Thursday, January 10, 2008

DON'T TOSS YOUR VCR YET - The end

(Continually we will spotlight films that are only available on VHS and of course are available at Rocket Video)

THE FUTURE IS ON VHS!


No Blade Of Grass (Cornel Wilde 1970)

With Criterion releasing Director/ Actor Cornel Wilde’s 1966 masterpiece The Naked Prey on DVD for the first time (in the U.S.) I want to implore them to restore his apocalyptic masterpiece No Blade Of Grass. It’s actually never been available on DVD or VHS in the states, the copy Rocket offers in their free section was recorded off of cable. It may be chopped up a little, even so it’s still a powerful, exciting experience.

This is a lost film that could rank with the admired poetic violence of say, a Sam Peckinpah.

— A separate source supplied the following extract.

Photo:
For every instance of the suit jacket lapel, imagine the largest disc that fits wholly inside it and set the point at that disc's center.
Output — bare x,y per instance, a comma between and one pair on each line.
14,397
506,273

It is shockingly brutal, not just for a film of 1970. It’s depressing vision of future England is possibly a kin to Alfonso Cuarón’s brilliant Children Of Men in terms of bleakness, and where the later film uses all the razzle-dazzle tools available in 2006, Wilde employ’s many of those ‘Easy Rider jump cut’ devises, I guess, admired in 1970. Though they can date a film today, in the case of No Blade Of Grass the naivety of the style helps to give it an even bleaker authenticity.

 Here’s All Movie Guide’s  Plot Synopsis by Sandra Brennan

Based on a best-selling novel by John Christopher, this combination horror-movie, cautionary tale warns against the dangers of pollution. The tale is set in a futuristic Britain that has been decimated by the sudden onset of a terrible plague caused by environmental damage. Most of the devastation occurs in London. One family flees to the sanctuary of a friend's farm. The journey is treacherous and the clan must fight insane biker gangs and deal with their own personal problems, but eventually, they make it to the farm. Unfortunately, though they were especially invited, the owner's ruthless brother refuses to let them enter and so the desperate head of the family leads a brutal attack.

Further reads: This John Christopher story

Cinema Scope's  Beyond Brut: The Art of Cornel Wilde  By Andrew Tracy

Damnation Alley (Jack Smight 1977)

Imagine being one of the “lucky” ones and surviving a nuclear holocaust and then being forced to drive around in a supped up RV with a mustached by-the-book George Peppard and his artist/ boyfriend Paul Winfield and a creepy hot-dogging he-man Jan Michael Vincent. That what Euro-babe /saloon singer Dominique Sanda faces when the gang rolls through Vegas (luckily for their amusement all the electricity at the “casino” she’s been lounging in is still on - “let’s play some slots!”) 

For Sanda whose past directors have included such hacks as Vittorio De Sica (The Garden of the Finzi-Continis) and Bernardo Bertolucci (The Conformist) it must have been a thrill to finally get to work with the legendary American director Jack Smight (MidwayAirport 75, that’s not the Charo one or the Bermuda Triangle one, it’s the Chuck HestonKaren Black one).

The posse is heading for Albany the source of a human survivors radio signal. Along the way they face the post-apocalyptic horrors that scientists for generations have been warning us about like giant desert crabs, man-eating roaches (normal sized), an ELO laser light storm, canker-sored yahoo bikers and maybe most eerie of all, a needy, mutant faced sixteen-year-old Jackie Earle Haley, right in that awkwrd teenage stage between The Bad News Bears Go to Japan (1978) and The Bad News Bears in Breaking Training (1977). 

The horror, the horror... Perhaps the lucky ones died with the nukes.